As far as I understand, though, kdump doesn't require you to have a massive
swapfile;  it can be configured to dump other places (though personally,
my swap is always at least my ram size for other reasons)

http://lse.sourceforge.net/kdump/

most linux folks, though, don't seem to be that into crash dumps;  I know
when I made the jump from FreeBSD to Linux, this was a big shocker for me,
as most of the *BSD shops I've been in, policy was that when something crashed,
you didn't trust that box until you figured out why it crashed (usually
by GDBing the crash dump and/or banging on the hardware)

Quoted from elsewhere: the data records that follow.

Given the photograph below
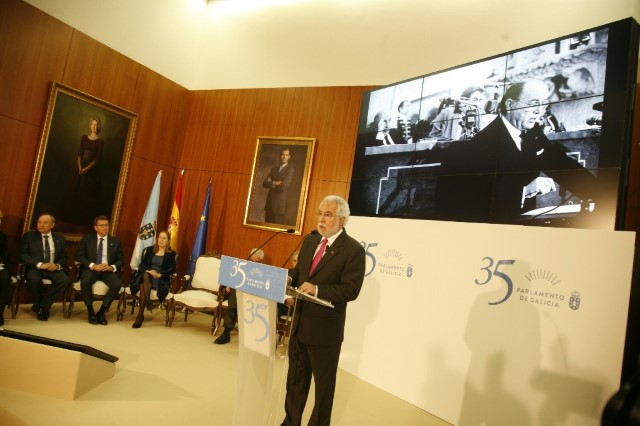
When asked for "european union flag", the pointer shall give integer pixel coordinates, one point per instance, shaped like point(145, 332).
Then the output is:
point(201, 237)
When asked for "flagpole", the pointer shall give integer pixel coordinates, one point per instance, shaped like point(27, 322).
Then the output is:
point(148, 224)
point(201, 236)
point(174, 222)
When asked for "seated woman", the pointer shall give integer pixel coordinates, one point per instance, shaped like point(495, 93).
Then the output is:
point(156, 267)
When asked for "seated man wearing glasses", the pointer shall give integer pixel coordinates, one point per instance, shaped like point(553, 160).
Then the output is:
point(496, 175)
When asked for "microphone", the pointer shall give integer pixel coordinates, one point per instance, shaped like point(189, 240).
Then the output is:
point(314, 232)
point(594, 119)
point(287, 231)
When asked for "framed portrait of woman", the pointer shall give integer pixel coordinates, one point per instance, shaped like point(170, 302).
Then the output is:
point(279, 183)
point(82, 163)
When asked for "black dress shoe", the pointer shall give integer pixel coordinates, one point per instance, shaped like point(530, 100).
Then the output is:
point(223, 339)
point(42, 314)
point(138, 322)
point(102, 320)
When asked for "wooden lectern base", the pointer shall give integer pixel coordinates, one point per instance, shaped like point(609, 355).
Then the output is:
point(52, 367)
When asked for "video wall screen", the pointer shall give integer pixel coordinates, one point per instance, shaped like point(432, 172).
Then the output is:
point(536, 136)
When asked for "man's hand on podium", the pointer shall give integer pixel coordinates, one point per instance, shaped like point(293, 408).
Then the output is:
point(308, 288)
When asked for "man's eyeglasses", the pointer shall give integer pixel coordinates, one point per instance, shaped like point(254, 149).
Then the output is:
point(325, 215)
point(533, 103)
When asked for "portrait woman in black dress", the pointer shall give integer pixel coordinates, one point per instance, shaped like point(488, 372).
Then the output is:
point(85, 182)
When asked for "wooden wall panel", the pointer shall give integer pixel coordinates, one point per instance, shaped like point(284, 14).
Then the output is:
point(238, 118)
point(36, 49)
point(33, 51)
point(19, 145)
point(100, 71)
point(162, 106)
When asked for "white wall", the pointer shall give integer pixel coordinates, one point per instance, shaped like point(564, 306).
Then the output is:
point(423, 330)
point(295, 43)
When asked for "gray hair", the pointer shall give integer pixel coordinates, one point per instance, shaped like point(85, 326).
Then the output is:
point(343, 207)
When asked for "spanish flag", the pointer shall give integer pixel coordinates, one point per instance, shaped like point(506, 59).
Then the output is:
point(174, 222)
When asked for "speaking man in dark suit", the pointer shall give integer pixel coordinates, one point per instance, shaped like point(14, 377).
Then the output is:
point(278, 182)
point(44, 254)
point(330, 266)
point(101, 257)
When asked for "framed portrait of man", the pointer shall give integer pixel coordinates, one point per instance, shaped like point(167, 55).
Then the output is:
point(279, 183)
point(82, 163)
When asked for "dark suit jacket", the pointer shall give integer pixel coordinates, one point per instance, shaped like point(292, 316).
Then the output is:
point(4, 250)
point(32, 252)
point(481, 180)
point(339, 277)
point(277, 197)
point(88, 251)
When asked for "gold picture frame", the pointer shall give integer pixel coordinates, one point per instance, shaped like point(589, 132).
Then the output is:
point(80, 173)
point(278, 198)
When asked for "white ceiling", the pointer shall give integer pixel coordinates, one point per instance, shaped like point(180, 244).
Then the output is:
point(219, 44)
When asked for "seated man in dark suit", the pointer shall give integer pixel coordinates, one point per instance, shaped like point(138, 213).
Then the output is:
point(44, 254)
point(100, 256)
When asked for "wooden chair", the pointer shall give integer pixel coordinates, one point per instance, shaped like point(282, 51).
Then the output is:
point(203, 294)
point(99, 290)
point(22, 282)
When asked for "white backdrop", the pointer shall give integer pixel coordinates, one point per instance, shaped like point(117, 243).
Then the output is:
point(491, 323)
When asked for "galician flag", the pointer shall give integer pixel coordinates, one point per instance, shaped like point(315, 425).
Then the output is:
point(201, 237)
point(174, 222)
point(147, 231)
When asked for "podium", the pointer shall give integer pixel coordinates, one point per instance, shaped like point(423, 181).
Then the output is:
point(260, 391)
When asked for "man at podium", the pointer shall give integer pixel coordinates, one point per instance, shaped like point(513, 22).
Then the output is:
point(330, 266)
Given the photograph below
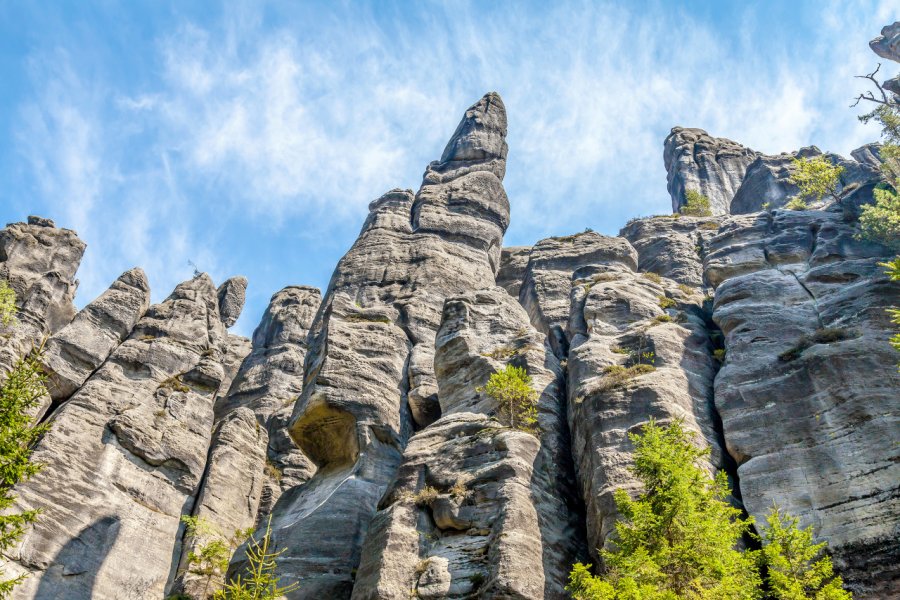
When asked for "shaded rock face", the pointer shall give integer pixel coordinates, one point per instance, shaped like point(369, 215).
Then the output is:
point(715, 167)
point(738, 180)
point(672, 247)
point(502, 522)
point(251, 458)
point(617, 322)
point(369, 376)
point(39, 262)
point(126, 453)
point(808, 393)
point(887, 45)
point(545, 290)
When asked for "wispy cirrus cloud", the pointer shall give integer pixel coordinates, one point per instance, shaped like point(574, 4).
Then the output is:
point(252, 138)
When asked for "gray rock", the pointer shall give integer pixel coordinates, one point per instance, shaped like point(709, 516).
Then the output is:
point(369, 371)
point(809, 417)
point(887, 45)
point(615, 322)
point(231, 295)
point(126, 454)
point(73, 353)
point(513, 260)
point(39, 262)
point(251, 458)
point(672, 246)
point(500, 524)
point(715, 167)
point(545, 289)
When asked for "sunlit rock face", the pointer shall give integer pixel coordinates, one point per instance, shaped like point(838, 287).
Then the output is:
point(358, 421)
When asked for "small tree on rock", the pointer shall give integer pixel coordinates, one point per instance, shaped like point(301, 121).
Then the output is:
point(678, 538)
point(513, 391)
point(696, 204)
point(816, 177)
point(20, 393)
point(795, 567)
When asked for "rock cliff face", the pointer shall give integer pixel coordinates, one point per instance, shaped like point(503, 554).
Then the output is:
point(357, 420)
point(738, 180)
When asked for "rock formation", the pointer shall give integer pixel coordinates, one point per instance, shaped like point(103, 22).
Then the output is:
point(738, 180)
point(358, 421)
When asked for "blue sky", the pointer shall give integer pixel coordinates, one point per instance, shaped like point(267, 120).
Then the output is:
point(249, 137)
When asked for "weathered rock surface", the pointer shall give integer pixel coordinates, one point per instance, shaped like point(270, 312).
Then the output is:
point(513, 261)
point(548, 275)
point(124, 458)
point(738, 180)
point(808, 394)
point(251, 458)
point(887, 45)
point(77, 350)
point(672, 247)
point(369, 372)
point(502, 523)
point(39, 262)
point(715, 167)
point(617, 322)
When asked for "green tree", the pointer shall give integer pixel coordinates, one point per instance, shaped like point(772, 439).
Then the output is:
point(880, 222)
point(7, 304)
point(513, 391)
point(261, 579)
point(677, 539)
point(816, 177)
point(210, 557)
point(893, 271)
point(795, 567)
point(20, 393)
point(695, 204)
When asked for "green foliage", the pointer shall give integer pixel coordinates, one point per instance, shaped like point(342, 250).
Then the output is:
point(696, 204)
point(20, 393)
point(7, 304)
point(666, 302)
point(210, 557)
point(677, 539)
point(880, 222)
point(796, 203)
point(893, 271)
point(260, 581)
point(513, 391)
point(816, 177)
point(795, 567)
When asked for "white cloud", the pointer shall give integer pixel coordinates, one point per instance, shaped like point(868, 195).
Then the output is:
point(301, 124)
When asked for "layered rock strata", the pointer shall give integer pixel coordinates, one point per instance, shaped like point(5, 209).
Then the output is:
point(810, 385)
point(369, 373)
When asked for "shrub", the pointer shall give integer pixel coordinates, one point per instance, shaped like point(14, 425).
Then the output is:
point(794, 566)
point(880, 222)
point(512, 390)
point(7, 304)
point(426, 496)
point(695, 204)
point(796, 203)
point(20, 393)
point(678, 538)
point(816, 177)
point(666, 302)
point(260, 581)
point(616, 375)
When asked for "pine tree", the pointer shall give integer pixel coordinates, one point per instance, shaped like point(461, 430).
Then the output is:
point(512, 389)
point(678, 539)
point(261, 580)
point(19, 394)
point(795, 567)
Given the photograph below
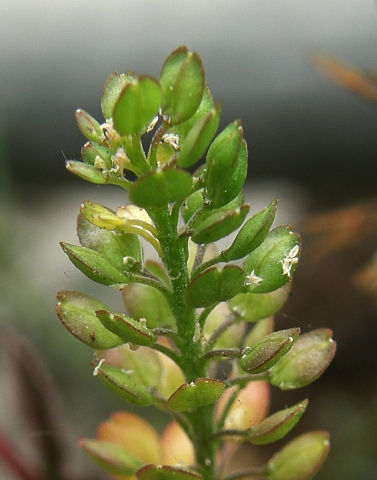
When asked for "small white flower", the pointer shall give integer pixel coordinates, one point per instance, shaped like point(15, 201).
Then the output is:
point(253, 279)
point(171, 139)
point(290, 260)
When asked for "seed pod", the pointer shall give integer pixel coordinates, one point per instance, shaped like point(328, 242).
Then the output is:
point(204, 391)
point(76, 311)
point(214, 286)
point(268, 351)
point(276, 426)
point(160, 187)
point(251, 234)
point(182, 84)
point(226, 166)
point(136, 106)
point(306, 361)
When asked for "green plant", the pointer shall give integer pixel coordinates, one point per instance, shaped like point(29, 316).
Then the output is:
point(185, 345)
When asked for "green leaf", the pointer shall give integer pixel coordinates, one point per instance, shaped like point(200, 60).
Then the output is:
point(204, 391)
point(89, 126)
point(115, 246)
point(268, 351)
point(123, 385)
point(276, 426)
point(160, 187)
point(214, 286)
point(110, 456)
point(210, 226)
point(127, 328)
point(182, 85)
point(273, 263)
point(143, 301)
point(166, 472)
point(226, 166)
point(199, 138)
point(253, 307)
point(252, 233)
point(136, 106)
point(76, 311)
point(305, 362)
point(86, 172)
point(111, 91)
point(301, 458)
point(95, 265)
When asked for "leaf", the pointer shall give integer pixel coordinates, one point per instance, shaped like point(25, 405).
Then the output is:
point(160, 187)
point(306, 361)
point(276, 426)
point(268, 351)
point(204, 391)
point(301, 458)
point(110, 456)
point(95, 265)
point(77, 313)
point(182, 85)
point(214, 286)
point(136, 106)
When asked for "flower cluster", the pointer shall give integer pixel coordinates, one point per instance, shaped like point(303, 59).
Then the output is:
point(197, 336)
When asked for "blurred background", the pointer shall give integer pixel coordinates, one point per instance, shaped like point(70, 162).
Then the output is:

but the linux folks seem to think that the crash dumps are not so useful.
http://lkml.org/lkml/2007/5/25/267  -  and this shows in the support for
crash dumps.  -  they seem to change the mechanism for collecting system
dumps every year or two.    At most of the linux shops I've worked,
it's hard enough to get people to get me serial consoles (which we
then set up to log, so we at least can tell the difference between
the power getting pulled and a MCE)  crash dumps are right out.  and I 
can kinda see why;  it's something of a pain in the ass under linux.  

Thing is, it was actually useful under *BSD.  

But that's my rant, and unquestionably, Mr. Torvalds knows a lot more than
I do, so maybe I should just shut up.